Friday, July 07, 2006

Science and Nazism

I read the work of Dietrich Bonhoeffer (or some of it), the theologian, some years ago, and discovered that his father was a psychiatrist. Working in a prominent medical library at the time, I was able to get some material about his father, Karl Bonhoeffer, who had worked in Berlin. He was an interesting man (I was going to write an article about him, but haven't done it yet). He seems to have argued in favour of sterilising mentally ill people - as did many people, and not just in Nazi Germany. But he seems not to have been a sympathiser of Hitler, and was apparently indirectly involved in a plot to kill him, when a bomb designed to do that was driven to the train station in his car.
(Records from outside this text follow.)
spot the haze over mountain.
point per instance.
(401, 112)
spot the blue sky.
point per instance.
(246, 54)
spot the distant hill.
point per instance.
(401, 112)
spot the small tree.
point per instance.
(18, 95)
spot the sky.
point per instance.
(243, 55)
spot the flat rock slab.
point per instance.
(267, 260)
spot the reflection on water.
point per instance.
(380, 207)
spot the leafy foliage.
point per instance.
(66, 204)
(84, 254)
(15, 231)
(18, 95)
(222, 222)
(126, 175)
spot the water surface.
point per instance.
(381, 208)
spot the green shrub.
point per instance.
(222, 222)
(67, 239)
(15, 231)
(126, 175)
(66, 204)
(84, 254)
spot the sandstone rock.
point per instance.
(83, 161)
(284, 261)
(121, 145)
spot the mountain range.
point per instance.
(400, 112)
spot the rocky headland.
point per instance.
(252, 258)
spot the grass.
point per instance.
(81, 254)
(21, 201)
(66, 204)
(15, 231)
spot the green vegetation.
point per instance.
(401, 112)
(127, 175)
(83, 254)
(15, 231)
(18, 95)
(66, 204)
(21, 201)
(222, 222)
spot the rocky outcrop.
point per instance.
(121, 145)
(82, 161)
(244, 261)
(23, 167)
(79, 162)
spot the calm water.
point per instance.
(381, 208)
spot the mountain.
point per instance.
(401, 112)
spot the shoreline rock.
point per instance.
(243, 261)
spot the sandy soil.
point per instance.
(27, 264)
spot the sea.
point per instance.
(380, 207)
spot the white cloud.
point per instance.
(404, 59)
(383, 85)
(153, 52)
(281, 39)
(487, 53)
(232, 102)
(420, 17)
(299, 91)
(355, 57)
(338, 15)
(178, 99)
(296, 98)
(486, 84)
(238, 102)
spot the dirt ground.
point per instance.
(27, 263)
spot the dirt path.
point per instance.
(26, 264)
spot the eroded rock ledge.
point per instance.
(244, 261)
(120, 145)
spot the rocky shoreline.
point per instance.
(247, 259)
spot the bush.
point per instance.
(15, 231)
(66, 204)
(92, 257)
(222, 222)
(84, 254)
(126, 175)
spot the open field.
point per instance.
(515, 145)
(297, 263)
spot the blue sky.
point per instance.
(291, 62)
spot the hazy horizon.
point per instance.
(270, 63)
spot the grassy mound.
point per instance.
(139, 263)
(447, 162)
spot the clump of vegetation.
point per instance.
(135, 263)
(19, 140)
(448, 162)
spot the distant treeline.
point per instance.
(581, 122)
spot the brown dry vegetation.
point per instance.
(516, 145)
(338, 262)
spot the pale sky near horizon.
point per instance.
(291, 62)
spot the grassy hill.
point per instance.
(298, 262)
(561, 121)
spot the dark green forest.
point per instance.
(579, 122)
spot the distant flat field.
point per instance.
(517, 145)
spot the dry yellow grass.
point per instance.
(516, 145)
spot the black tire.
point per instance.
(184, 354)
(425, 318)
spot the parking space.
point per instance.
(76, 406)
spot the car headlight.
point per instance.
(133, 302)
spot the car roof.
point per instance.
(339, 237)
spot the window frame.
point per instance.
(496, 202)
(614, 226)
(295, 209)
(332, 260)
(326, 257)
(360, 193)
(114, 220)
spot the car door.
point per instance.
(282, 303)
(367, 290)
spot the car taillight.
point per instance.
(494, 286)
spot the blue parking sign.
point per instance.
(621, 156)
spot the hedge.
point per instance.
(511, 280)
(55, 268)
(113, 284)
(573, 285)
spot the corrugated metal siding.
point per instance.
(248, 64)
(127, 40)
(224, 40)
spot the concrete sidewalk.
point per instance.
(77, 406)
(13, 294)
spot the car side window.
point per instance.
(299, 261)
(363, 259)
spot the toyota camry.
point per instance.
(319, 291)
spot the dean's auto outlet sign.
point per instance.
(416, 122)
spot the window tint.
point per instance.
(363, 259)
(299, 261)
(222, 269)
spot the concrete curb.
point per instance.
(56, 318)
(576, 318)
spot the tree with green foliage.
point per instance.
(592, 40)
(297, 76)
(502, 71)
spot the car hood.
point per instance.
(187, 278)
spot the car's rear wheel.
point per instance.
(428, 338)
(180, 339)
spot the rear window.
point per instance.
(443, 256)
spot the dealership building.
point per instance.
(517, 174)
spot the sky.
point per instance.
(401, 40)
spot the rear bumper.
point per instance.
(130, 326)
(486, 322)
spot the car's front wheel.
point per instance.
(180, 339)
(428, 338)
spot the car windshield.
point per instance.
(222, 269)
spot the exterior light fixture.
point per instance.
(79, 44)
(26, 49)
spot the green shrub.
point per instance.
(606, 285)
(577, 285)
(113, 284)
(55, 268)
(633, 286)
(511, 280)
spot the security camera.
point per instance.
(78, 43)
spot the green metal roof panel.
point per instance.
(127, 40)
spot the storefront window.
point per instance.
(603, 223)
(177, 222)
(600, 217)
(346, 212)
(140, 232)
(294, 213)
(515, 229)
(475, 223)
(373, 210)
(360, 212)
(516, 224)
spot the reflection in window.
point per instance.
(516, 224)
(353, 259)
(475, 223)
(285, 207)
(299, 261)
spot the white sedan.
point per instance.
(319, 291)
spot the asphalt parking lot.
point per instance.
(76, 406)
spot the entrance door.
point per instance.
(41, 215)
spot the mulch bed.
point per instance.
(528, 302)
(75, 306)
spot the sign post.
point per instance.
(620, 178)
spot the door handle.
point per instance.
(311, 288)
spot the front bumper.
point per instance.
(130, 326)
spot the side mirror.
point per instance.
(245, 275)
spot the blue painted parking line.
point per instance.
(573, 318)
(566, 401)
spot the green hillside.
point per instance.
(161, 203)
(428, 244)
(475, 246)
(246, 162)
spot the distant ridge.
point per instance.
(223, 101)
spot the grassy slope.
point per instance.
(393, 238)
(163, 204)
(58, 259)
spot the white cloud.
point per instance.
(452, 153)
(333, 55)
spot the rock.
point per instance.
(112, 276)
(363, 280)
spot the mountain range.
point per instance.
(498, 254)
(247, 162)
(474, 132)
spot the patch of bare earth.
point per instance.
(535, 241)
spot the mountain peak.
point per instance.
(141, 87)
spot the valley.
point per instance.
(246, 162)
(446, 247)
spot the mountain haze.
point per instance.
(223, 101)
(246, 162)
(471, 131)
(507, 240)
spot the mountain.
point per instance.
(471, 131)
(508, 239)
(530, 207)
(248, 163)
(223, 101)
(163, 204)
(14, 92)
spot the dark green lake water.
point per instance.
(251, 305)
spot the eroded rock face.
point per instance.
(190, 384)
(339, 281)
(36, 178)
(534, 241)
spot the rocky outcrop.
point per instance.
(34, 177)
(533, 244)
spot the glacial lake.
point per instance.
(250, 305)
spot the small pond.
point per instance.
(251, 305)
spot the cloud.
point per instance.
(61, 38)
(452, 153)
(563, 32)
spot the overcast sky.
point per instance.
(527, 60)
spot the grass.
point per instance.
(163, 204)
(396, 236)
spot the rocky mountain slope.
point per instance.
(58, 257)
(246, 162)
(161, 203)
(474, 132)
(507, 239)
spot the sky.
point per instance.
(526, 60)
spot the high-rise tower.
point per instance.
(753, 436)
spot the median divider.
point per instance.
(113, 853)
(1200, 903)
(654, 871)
So, my eye was caught by a piece in Science about the Dutch born chemist Peter Debye. A recently published book in Dutch took a harsh view of Debye, documenting behaviour that might indicate Nazi sympathies. The University of Utrecht has removed his name from one of its institutes. But there have also been pro-Debye books (the publication of one of which has just been halted), and others have argued that signing letters "Heil Hitler" (as he apparently did) might just have been something people did without necessarily believing in Hitler's doctrines.

Read the piece in Science.

There is also material in Wikipedia (in
English, and in Dutch - the Dutch link is not working at the moment), and I found this article in De Volkskrant written at the time of the decisions of Utrecht and Maastricht universities to stop using his name.